As the Methodist presence grew in New York, John Wesley was asked to send preachers from England. In 1770, some of the New York Palatines, led by Philip Embury, moved to the Camden Valley on the boundary of New York and Vermont, almost 300 km north of New York City. There he continued to work in the linen trade during the week and to preach every Sunday. He organised the first Methodist society among Irish emigrants at Ashgrove, near Camden Valley, but he died suddenly in 1775 after a mowing accident. Barbara Heck survived and settled at what is now Prescott. She had played a pioneering role in Methodism in three different areas. The Methodist Churches in the US have since grown to their present size of over 10 million. Barbara Heck, her husband and their five children left New York for a farm in Camden but were forced off their land and moved to Montreal where she established a home for Methodism and founded the first Methodist congregation in Canada. She died in 1804 with her Bible in her lap. Today, Philip Embury and Barbara Heck are counted among the founders of Methodism in North America. A pair of candlesticks that belonged to Barbara Heck are still lit every week in the John Street Church.

The Embury Heck Memorial Church in Ballingrane was built in 1766 and is the last remaining Methodist church in the Rathkeale area. The church retains much of its original form, despite additions, and is enhanced by features such as the coloured glass, lancet, sash windows and the fading limestone plaque, which reads: ‘Embury and Heck Memorial Church 1766, Renovated 1885.’ The baptismal font is made from an original rafter from the kitchen of Barbara Heck’s old home. The Revd Dr William Crook (1824-97), who is buried in the churchyard in Ballingrane, brought greetings from the Irish Methodist Conference to the American Methodist Church when it celebrated its centenary in 1866. The headstones in the churchyard display many Palatine family names, including Baker, Bovenizer, Delemage, Doupe, Miller, Raynard, Ruttle, Shier, Sparling, Switzer and Teskey.

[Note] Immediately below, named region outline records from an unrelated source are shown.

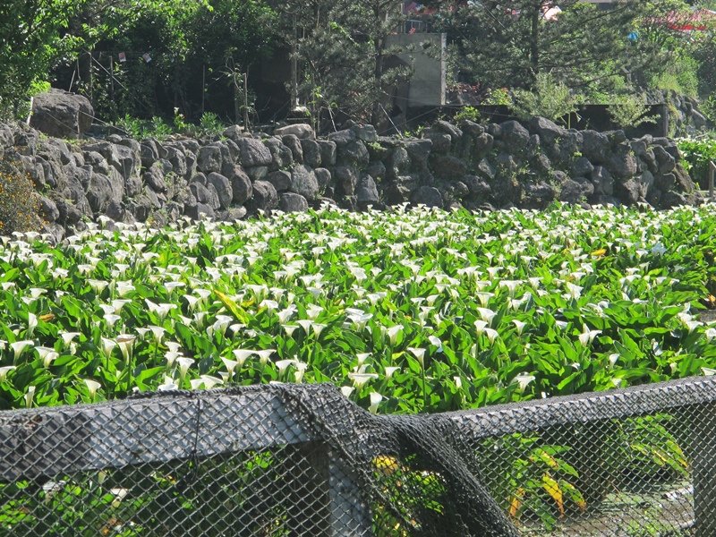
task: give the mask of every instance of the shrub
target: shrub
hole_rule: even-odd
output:
[[[701,188],[707,188],[709,162],[716,162],[716,140],[680,138],[677,140],[677,145],[683,157],[684,167],[701,184]]]
[[[646,115],[649,105],[644,95],[623,95],[608,108],[611,119],[620,127],[638,127],[645,123],[656,123],[658,115]]]
[[[549,72],[537,75],[534,89],[515,90],[515,112],[519,117],[541,115],[558,121],[576,112],[579,99],[572,95],[566,84]]]
[[[0,161],[0,234],[37,231],[39,201],[30,175]]]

Biographical Note (p. 261):

Patrick Comerford, former adjunct assistant professor in Trinity College Dublin, is former priest-in-charge of the Rathkeale group of parishes (Church of Ireland),and former Precentor of Saint Mary’s Cathedral, Limerick.

• ‘Barbara Heck and Philip Embury: Founders of American Methodism’, is published in David Bracken, ed, Of Limerick Saints and Sinners (Dublin: Veritas, 2022, ISBN: 9781800970311, 266 pp), pp 109-111. The book was launched by Dr Liam Chambers in the Limerick Diocesan Centre last night (Tuesday 22 November 2022).